Tuesday, February 06, 2018

Immigrants from South Asia

The overwhelming majority of South Asians — like Sundar Pichai (CEO of Google) and Satya Nadella (CEO of Microsoft) — who came to the United States are members of already wealthy families in their native lands overseas. [1] Consider Indians. Before coming to our country, they often already received a college education in India, where many people are still impoverished and illiterate. These elites come to the United States because they want to obtain lucrative jobs in order to become even wealthier.

Such Indians believe that Indian culture is better than Western culture. (Since they enjoy lives of privilege in India, why would they think otherwise?) They refuse to assimilate into Western society, retain their Indian names, and give Indian names to their children. Such anti-Western immigrants favor celebrating Diwali festival instead of Christmas. They inculcate their children with the anti-Western notion that Indian culture is superior to Western culture.
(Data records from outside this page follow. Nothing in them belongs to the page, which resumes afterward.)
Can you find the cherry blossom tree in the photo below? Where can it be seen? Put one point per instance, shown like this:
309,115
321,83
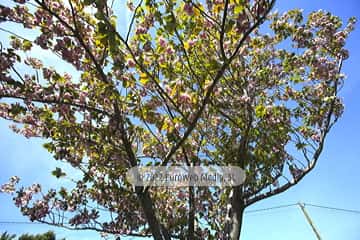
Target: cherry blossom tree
216,82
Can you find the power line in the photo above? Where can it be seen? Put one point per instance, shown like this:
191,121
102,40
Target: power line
270,208
334,208
247,211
What is the mentality of immigrants who do assimilate into Western society? Consider the father of Daniel Inouye. Before Daniel Inouye departed for the training camp of the U.S. Army, his father told him, "America has been good to us. It has given me two jobs. It has given you and your sisters and brothers education. We all love this country. Whatever you do, do not dishonor your country. Remember –- never dishonor your family. And if you must give your life, do so with honor." [2]

Who is Daniel Inouye? He is a former senator from Hawaii. His attitude and the attitude of his father toward American society were common among many immigrants who came from Japan and Europe in the first 65 years of the 20th century. [12]
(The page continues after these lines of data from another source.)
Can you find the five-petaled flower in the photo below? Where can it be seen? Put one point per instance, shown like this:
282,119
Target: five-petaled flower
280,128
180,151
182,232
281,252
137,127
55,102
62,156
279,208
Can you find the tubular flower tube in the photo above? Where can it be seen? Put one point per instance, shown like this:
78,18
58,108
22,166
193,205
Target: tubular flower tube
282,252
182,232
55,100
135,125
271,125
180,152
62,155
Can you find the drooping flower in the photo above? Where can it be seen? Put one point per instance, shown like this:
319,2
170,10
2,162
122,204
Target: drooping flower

Such a pro-Western attitude does not exist among the millions of more recent immigrants and opportunists (who came to the United States by directly enrolling in an American university) from South Asia. Consider Sikhs from India. With assistance from the Sikh Coalition, they used lawsuits to demand that the Department of Defense (DOD) allow them to maintain a beard and to wear a turban. [3] [4] [5] [6] Consequently, the DOD granted the Sikhs permission to maintain this aspect of their native culture at the expense of Western culture. [8] [9] [10] [11] Additional Sikhs with assistance from (again) the Sikh Coalition are now demanding that the United States Military Academy stop requiring them to wear the traditional, ceremonial hat during military parades. [7]

South Asians view ordinary Americans of European (or East Asian) ancestry with arrogance and scorn. When South Asians run companies in Silicon Valley, they clamor for H-1B visas even when there are thousands of unemployed, ordinary Americans who are ready to work.
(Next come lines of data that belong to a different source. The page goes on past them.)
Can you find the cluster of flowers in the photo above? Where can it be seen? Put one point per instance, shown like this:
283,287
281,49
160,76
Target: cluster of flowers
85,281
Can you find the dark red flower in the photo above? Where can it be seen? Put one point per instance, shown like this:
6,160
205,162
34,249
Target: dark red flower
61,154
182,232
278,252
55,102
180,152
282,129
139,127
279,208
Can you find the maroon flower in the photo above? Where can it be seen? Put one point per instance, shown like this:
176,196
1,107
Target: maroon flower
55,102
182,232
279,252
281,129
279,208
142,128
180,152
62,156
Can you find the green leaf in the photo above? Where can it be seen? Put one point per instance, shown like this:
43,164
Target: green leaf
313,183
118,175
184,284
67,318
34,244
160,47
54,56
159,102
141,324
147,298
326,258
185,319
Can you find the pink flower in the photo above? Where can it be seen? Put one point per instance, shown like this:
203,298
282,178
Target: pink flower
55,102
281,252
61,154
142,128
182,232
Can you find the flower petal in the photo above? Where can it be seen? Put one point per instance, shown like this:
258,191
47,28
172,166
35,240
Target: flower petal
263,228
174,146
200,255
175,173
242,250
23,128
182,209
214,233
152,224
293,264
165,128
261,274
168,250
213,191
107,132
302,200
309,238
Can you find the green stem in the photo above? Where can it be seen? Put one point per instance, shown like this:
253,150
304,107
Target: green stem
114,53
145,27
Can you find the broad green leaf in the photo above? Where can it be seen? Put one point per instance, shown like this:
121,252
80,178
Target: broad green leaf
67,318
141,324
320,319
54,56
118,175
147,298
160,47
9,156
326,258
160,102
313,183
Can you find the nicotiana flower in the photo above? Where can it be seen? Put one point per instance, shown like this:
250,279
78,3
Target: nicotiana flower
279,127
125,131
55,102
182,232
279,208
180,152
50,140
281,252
The presence of South Asians damages Western society.

note
1. "A model minority: How Indians triumphed in America", "The Economist", 2016 November 26.
2. "Daniel Inouye: A Japanese American Soldier's Valor in World War II", National Park Service, U.S. Department of the Interior.
3. Kevin Lilley, "Sikh Army captain sues DoD to keep beard, turban", "Army Times", 2016 March 1.
4. Corey Dickstein, "Sikh soldier’s lawsuit stops Army test; seeks to keep beard, turban", "Stars and Stripes", 2016 March 1.
5. Kevin Lilley, "3 Sikh soldiers file lawsuit to keep beards, turbans", "Army Times", 2016 March 29.
6. Corey Dickstein, "Sikh Army enlistees file lawsuit seeking beard, turban exemptions", "Stars and Stripes", 2016 March 30.
7. Lorraine Bailey, "Sikh Cadets Object to Wearing West Point ‘Tar Bucket’ ", 2017 August 14.
8. Dave Philipps, "Sikh Captain Says Keeping Beard and Turban Lets Him Serve U.S. and Faith", 2016 April 1.
9. Corey Dickstein, "Army grants 3 Sikh enlistees beard, turban exemptions", 2016 April 11.
10. Frances Kai-Hwa Wang, "Army Grants Accommodations to 3 Sikh-American Soldiers to Serve with Turbans, Beards", 2016 April 12.
11. Corey Dickstein, "More bearded, turbaned Sikhs join Army as Pentagon reviews religious articles ban", 2017 February 24.
12. In an op-ed published by KQED Radio, Misa Sugiura stated that her parents embraced assimilation into Western society. "When my parents came to America in the late 60s, they came prepared to embrace a brand new life. Instead of a trunk full of old Japanese holiday traditions, they came with an empty calendar to fill with new American ones." This attitude differs starkly from the attitude of the typical South Asian.